1. Posting the Salary Range Too Early Shrinks Your Talent Pool

If the role has high ROI potential, posting a salary range works against you.

It tells top talent exactly how “high” you’re willing to go.

High performers see the cap and think:

“Ah okay, this isn’t a serious opportunity.”

Instead, let the role speak for itself first.

You want the strongest people to lean in—not disqualify themselves before you’ve even met.

Great hires pay for themselves many times over.

Don’t limit who walks through the door.

2. Making Applicants Jump Through Hoops Too Early

Two-hour test tasks.

Video recordings.

Personality assessments.

Multi-step interview calendars.

Here’s what founders often forget:

Superstars are busy. And they have options.

They won’t commit hours of unpaid time for a company they barely know yet.

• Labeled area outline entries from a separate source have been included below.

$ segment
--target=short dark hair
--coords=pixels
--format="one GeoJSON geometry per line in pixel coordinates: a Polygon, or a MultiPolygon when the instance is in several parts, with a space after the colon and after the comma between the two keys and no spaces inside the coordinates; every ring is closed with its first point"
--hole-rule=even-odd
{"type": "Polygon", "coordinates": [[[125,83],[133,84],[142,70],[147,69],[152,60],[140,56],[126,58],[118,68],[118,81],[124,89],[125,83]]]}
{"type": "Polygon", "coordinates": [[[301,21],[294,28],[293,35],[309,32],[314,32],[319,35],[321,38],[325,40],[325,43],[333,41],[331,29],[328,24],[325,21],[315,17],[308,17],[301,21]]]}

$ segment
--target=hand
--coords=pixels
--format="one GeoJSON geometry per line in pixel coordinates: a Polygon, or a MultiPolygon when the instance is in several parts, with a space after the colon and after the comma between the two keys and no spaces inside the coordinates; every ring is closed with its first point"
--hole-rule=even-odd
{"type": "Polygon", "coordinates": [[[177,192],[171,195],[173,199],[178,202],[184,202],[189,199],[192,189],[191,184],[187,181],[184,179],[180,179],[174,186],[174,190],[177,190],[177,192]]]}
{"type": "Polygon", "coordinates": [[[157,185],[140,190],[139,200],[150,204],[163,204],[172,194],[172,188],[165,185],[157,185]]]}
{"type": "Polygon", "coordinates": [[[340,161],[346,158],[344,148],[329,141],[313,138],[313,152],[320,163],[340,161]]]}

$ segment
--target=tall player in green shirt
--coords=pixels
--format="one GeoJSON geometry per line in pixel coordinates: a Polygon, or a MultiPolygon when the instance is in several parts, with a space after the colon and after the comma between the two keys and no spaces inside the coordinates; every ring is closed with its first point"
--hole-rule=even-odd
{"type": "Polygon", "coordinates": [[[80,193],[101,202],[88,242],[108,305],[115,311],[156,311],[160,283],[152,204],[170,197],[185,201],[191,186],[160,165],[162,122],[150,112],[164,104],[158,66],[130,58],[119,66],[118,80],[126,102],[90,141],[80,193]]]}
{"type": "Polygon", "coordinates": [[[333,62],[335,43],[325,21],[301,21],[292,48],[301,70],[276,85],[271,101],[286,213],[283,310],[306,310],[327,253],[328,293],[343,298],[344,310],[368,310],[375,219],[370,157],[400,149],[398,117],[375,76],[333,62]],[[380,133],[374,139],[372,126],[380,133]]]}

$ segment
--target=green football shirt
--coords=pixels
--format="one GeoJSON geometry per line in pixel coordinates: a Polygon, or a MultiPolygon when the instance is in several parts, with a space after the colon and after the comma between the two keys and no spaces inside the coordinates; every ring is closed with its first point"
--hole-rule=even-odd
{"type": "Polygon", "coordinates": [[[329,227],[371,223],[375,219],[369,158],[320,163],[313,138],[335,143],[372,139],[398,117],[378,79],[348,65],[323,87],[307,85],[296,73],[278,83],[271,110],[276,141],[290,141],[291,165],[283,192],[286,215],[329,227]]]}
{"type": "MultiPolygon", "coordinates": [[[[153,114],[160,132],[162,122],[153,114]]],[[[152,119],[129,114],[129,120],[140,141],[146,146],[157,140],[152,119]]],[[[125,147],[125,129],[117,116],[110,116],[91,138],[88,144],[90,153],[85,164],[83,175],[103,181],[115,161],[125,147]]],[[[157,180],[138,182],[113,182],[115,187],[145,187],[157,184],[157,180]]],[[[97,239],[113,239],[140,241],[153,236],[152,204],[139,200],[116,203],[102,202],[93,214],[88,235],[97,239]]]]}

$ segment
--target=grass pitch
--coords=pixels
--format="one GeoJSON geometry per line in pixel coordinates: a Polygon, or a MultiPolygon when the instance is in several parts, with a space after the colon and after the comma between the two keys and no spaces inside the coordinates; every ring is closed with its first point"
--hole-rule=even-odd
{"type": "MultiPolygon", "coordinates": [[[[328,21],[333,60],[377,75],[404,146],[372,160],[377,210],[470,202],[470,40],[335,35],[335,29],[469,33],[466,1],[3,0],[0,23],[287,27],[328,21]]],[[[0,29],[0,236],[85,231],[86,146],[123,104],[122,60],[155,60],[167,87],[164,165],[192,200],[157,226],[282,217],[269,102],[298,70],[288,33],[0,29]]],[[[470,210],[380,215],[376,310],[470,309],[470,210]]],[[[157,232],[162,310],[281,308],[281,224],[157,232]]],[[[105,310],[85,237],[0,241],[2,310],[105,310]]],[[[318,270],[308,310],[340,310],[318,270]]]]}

That level of investment only happens after they trust the opportunity—and trust you.

The fix?

  • Build connection first

  • Build clarity second

  • THEN ask for time or tasks

And keep the whole process short.

A long, multi-week funnel doesn’t “test commitment”—it loses the best candidates to companies that move faster.

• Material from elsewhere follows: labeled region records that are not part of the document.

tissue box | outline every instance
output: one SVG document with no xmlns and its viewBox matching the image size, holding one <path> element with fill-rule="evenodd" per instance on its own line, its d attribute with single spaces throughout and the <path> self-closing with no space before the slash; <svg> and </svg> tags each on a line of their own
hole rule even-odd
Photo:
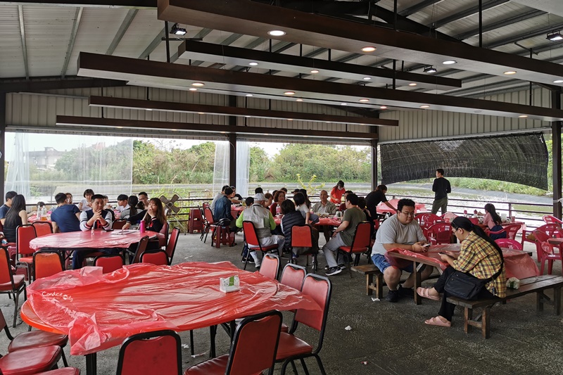
<svg viewBox="0 0 563 375">
<path fill-rule="evenodd" d="M 224 293 L 235 292 L 240 290 L 241 281 L 238 275 L 219 279 L 219 290 Z"/>
<path fill-rule="evenodd" d="M 520 280 L 516 277 L 511 277 L 506 281 L 506 287 L 510 289 L 518 289 L 520 288 Z"/>
</svg>

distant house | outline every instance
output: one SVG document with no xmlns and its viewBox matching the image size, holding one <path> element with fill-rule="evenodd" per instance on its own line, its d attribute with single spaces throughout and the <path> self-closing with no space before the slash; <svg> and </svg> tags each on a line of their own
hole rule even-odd
<svg viewBox="0 0 563 375">
<path fill-rule="evenodd" d="M 45 147 L 42 151 L 30 151 L 30 160 L 40 170 L 54 170 L 55 163 L 63 153 L 53 147 Z"/>
</svg>

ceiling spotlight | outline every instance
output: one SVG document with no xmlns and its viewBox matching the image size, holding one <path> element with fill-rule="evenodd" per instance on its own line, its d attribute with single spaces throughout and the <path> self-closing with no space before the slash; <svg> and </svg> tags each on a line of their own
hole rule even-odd
<svg viewBox="0 0 563 375">
<path fill-rule="evenodd" d="M 268 34 L 272 37 L 283 37 L 287 33 L 283 30 L 270 30 L 268 32 Z"/>
<path fill-rule="evenodd" d="M 553 32 L 548 34 L 548 37 L 545 39 L 550 39 L 552 42 L 557 42 L 563 39 L 563 34 L 561 34 L 561 30 L 554 31 Z"/>
<path fill-rule="evenodd" d="M 186 29 L 179 27 L 177 23 L 175 23 L 172 29 L 170 29 L 170 34 L 174 34 L 175 35 L 185 35 L 187 32 Z"/>
</svg>

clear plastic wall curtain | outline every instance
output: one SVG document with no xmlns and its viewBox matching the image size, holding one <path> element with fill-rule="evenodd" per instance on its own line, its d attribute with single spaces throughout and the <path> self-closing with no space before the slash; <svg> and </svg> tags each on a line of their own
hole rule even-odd
<svg viewBox="0 0 563 375">
<path fill-rule="evenodd" d="M 229 181 L 229 165 L 231 144 L 227 141 L 215 142 L 215 161 L 213 170 L 213 193 L 221 191 Z M 248 196 L 248 172 L 250 170 L 250 143 L 236 142 L 236 191 L 243 198 Z"/>
<path fill-rule="evenodd" d="M 58 193 L 70 193 L 78 202 L 87 189 L 106 195 L 110 201 L 132 191 L 132 139 L 11 134 L 15 141 L 6 143 L 5 189 L 23 193 L 27 203 L 54 203 Z"/>
</svg>

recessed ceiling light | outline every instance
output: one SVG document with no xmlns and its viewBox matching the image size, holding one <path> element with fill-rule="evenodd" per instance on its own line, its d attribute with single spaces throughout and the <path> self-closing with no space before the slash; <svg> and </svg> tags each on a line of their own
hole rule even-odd
<svg viewBox="0 0 563 375">
<path fill-rule="evenodd" d="M 286 34 L 287 33 L 283 30 L 270 30 L 268 32 L 268 34 L 272 35 L 272 37 L 282 37 Z"/>
</svg>

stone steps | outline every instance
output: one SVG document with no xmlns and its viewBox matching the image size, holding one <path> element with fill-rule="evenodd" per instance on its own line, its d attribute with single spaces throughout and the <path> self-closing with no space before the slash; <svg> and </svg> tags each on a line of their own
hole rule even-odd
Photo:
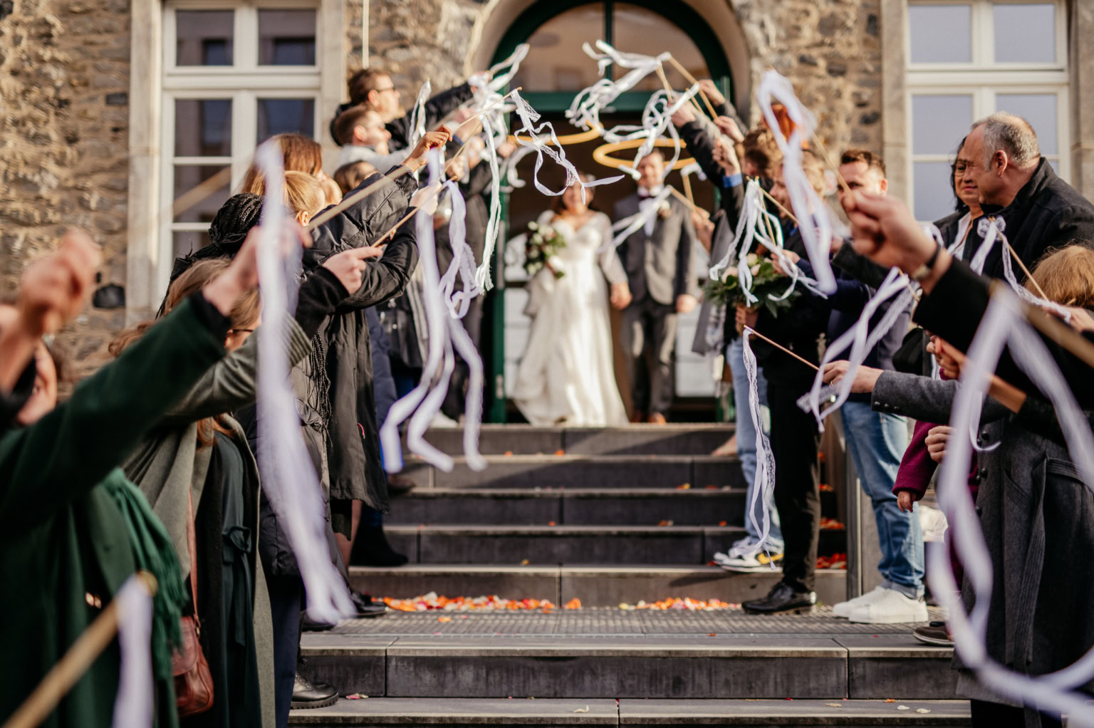
<svg viewBox="0 0 1094 728">
<path fill-rule="evenodd" d="M 702 565 L 745 531 L 734 525 L 385 525 L 411 564 Z M 845 531 L 821 531 L 821 555 L 846 551 Z"/>
<path fill-rule="evenodd" d="M 457 451 L 459 452 L 459 451 Z M 451 472 L 408 458 L 403 472 L 419 488 L 672 488 L 744 487 L 735 458 L 710 455 L 486 455 L 487 467 L 476 472 L 464 457 Z"/>
<path fill-rule="evenodd" d="M 392 499 L 389 524 L 742 525 L 745 488 L 415 488 Z M 836 494 L 821 494 L 836 512 Z"/>
<path fill-rule="evenodd" d="M 426 628 L 463 624 L 459 614 L 435 619 L 434 614 L 420 615 L 434 625 Z M 309 633 L 301 648 L 305 659 L 301 669 L 312 680 L 337 686 L 341 694 L 372 697 L 955 697 L 952 650 L 921 645 L 909 632 L 622 634 L 621 628 L 637 623 L 630 613 L 616 614 L 621 615 L 612 617 L 619 622 L 617 634 Z M 527 616 L 549 620 L 560 615 Z M 583 616 L 573 619 L 580 622 Z M 705 628 L 733 629 L 733 622 L 719 621 L 717 613 L 701 616 L 705 622 L 699 624 Z M 437 621 L 442 619 L 450 624 Z M 498 624 L 501 628 L 503 621 Z"/>
<path fill-rule="evenodd" d="M 562 451 L 585 455 L 706 455 L 730 439 L 733 425 L 630 425 L 608 428 L 533 427 L 532 425 L 482 425 L 482 454 L 554 454 Z M 447 452 L 464 450 L 462 427 L 434 427 L 426 440 Z"/>
<path fill-rule="evenodd" d="M 604 565 L 465 565 L 408 564 L 398 568 L 354 566 L 349 570 L 354 589 L 375 597 L 405 599 L 429 592 L 443 597 L 481 597 L 549 600 L 561 606 L 579 599 L 584 606 L 654 602 L 670 597 L 719 599 L 738 604 L 766 594 L 781 573 L 732 574 L 717 566 L 604 566 Z M 847 573 L 821 569 L 817 600 L 835 604 L 847 596 Z"/>
<path fill-rule="evenodd" d="M 899 709 L 901 706 L 907 709 Z M 929 713 L 918 713 L 928 710 Z M 403 698 L 340 700 L 294 710 L 291 725 L 333 726 L 934 726 L 970 725 L 967 701 Z"/>
</svg>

3. Writing Job Descriptions Like Technical SOPs

Jargon, internal language, and endless paragraphs don’t show sophistication—they show noise.

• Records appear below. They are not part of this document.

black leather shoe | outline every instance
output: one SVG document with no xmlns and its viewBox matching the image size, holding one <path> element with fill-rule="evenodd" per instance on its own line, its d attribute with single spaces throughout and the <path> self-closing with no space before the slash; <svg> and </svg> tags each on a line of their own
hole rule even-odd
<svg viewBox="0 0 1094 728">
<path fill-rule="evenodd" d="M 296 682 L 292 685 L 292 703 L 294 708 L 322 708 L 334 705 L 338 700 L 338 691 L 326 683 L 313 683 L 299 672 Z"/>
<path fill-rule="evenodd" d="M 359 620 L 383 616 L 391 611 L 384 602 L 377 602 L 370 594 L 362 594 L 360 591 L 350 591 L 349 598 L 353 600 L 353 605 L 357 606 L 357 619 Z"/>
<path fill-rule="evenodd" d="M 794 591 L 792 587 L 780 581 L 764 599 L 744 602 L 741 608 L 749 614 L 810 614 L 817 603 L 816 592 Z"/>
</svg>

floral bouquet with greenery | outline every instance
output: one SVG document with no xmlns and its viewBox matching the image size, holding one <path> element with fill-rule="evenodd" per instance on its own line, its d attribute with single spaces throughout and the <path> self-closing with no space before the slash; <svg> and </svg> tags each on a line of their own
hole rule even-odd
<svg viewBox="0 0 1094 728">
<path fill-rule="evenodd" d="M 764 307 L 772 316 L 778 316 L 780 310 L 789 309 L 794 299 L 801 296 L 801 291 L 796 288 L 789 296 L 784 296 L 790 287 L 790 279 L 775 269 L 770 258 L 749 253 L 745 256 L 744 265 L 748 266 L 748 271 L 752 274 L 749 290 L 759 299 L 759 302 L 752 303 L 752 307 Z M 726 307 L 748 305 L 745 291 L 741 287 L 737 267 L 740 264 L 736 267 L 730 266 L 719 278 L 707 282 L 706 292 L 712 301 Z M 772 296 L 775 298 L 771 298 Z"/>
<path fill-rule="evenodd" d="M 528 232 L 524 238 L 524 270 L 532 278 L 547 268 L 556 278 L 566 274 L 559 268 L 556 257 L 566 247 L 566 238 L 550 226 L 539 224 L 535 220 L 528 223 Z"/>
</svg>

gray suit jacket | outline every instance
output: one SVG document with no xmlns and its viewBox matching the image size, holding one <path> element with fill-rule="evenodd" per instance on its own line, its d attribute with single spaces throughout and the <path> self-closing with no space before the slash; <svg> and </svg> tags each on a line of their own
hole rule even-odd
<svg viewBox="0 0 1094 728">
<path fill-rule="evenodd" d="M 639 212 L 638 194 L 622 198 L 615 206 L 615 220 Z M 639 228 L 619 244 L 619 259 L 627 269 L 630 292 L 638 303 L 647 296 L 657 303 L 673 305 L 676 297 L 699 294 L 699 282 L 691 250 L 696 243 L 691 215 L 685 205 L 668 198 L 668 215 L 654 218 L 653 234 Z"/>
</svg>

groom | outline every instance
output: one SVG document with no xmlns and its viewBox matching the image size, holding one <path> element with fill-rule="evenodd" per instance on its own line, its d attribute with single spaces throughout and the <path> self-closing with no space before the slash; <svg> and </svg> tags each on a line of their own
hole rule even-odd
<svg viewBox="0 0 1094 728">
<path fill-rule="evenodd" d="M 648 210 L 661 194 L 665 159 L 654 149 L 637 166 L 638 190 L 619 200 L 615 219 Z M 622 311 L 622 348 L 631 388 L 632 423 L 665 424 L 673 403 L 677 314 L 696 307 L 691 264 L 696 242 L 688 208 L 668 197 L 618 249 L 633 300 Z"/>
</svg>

Top talent doesn’t want to decode your job post.

They want to understand the impact, the goals, and the real challenges.

A strong, talent-friendly JD includes:

  • The main objectives of the role

  • Clear KPIs / success indicators

  • Key tasks & core responsibilities

  • The situations & challenges they’ll face

Bullets over paragraphs.

Clarity over cleverness.

The right person will lean in when they can clearly picture themselves winning in the role.

4. Treating Your JD Like a Wishlist for a Unicorn

Some job ads read like this:

Must have 12 skills. Must know 4 software programs. Must come from X school. Must be perfect.

Here’s the problem:

Perfect people don’t exist. But high-potential people do.

The best long-term hires are rarely “perfect” on day one.

They become exceptional because:

  • The expectations were clear

  • The culture supported growth

  • The role had room for mastery

A wish-list doesn’t attract greatness.

It intimidates it.

5. Trying Too Hard to Look “Fun”

A sprinkle of personality is great.

But when a JD is filled with emojis, icons, rainbow bullets, and hyper-casual copy…

Top talent quietly thinks:

“This doesn’t look like a serious place to build a career.”

High performers want clarity, purpose, and professionalism.

Not glitter.

The Big Insight: Great VAs Don’t Need You — They Choose You

Top-tier remote talent is selective.

They gravitate toward roles that feel:

  • Respectful of their time

  • Clear and well-structured

  • Growth-oriented

  • Run by leaders who “get it”

If your messaging is confusing, your process is heavy, or your JD sends the wrong signals, they simply move on.

But here’s the good news:

A few small adjustments can instantly elevate the quality of candidates you attract.

And when your process feels aligned with the way top performers think, you stop competing for average talent—and start attracting exceptional ones.